Storm Shelter Review: Protect Wall Penetrations
Farnsworth Group performed an ICC 500 Storm Shelter Peer review for new high school located in Frisco, Texas.
The project constructed an ICC 500 rated storm shelter within the new gymnasium. The storm shelter / gymnasium has approximately 13,800 SF for a maximum occupancy of 1,887. The design of this tornado shelter utilized mechanical ventilation using battery backup power.
Farnsworth Group began the ICC 500 Peer Review for this project when the drawing, specifications and calculations were at a 90% completion level. There were a few items that needed to be corrected to comply with the requirements.
During our review, we identified some of the following:
- The structural drawings did not adequately show the roof and wall penetrations. The peer reviewer must check that all wall or roof penetrations are accounted for and protected. Protective baffling must be designed for those penetrations greater than a maximum threshold of area. The baffling must also protect the internal storm shelter space from any direct wind-borne debris that can enter the shelter. The baffle must be geometrically arranged so there is no direct line of travel between the opening and the protected space.
- The design drawings were also missing information regarding fire rating of doors and overhead coiling doors. Peer reviewers must confirm that the products being proposed in the specifications meet the performance criteria. The ICC 500 requires that the internal walls of a community storm shelter must have a two-hour fire rating, which includes any doors along those walls. As part of our review, we verified that the products identified in the specifications are from approved manufacturers with adequate performance criteria.

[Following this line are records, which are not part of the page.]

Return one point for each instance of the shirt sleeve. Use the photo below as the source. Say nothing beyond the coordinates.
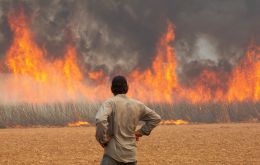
(102, 125)
(151, 119)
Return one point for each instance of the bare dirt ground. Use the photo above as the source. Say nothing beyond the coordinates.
(168, 144)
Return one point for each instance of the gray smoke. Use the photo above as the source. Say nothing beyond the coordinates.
(118, 36)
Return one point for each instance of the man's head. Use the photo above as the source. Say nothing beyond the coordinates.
(119, 85)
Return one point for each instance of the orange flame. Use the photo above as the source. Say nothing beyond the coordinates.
(37, 79)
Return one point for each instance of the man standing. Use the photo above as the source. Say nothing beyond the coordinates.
(116, 123)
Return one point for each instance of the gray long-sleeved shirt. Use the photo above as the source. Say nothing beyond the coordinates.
(116, 122)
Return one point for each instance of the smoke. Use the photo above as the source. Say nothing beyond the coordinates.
(118, 36)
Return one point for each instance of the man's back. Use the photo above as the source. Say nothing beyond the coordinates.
(124, 115)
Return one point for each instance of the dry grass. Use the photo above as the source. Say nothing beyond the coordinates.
(168, 144)
(61, 114)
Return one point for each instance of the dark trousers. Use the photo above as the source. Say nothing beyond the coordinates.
(107, 160)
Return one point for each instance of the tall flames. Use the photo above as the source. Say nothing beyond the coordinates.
(36, 79)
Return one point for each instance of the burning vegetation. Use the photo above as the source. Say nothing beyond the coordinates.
(32, 83)
(33, 78)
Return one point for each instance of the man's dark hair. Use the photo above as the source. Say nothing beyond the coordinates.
(119, 85)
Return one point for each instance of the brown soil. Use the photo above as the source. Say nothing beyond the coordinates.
(168, 144)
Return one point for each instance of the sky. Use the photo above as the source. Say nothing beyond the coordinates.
(121, 35)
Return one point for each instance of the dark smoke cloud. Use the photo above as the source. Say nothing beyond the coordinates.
(117, 35)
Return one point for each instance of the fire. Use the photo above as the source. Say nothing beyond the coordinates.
(36, 79)
(174, 122)
(78, 124)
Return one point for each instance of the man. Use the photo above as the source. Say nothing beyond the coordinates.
(116, 122)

- The MEP design required additional review after we competed the first review. One deficient item was the improper circuiting of the storm shelter lighting design. ICC 500 storm shelters must be able to provide a minimum of two hours of emergency lighting during a power outage. Additionally, the UPS (uninterrupted power supply) must be contained within the storm shelter envelope. The circuiting to the UPS must be functional to meet this two-hour supply. Upon completion of the final review, the UPS circuiting was corrected and shown in the storm shelter control room.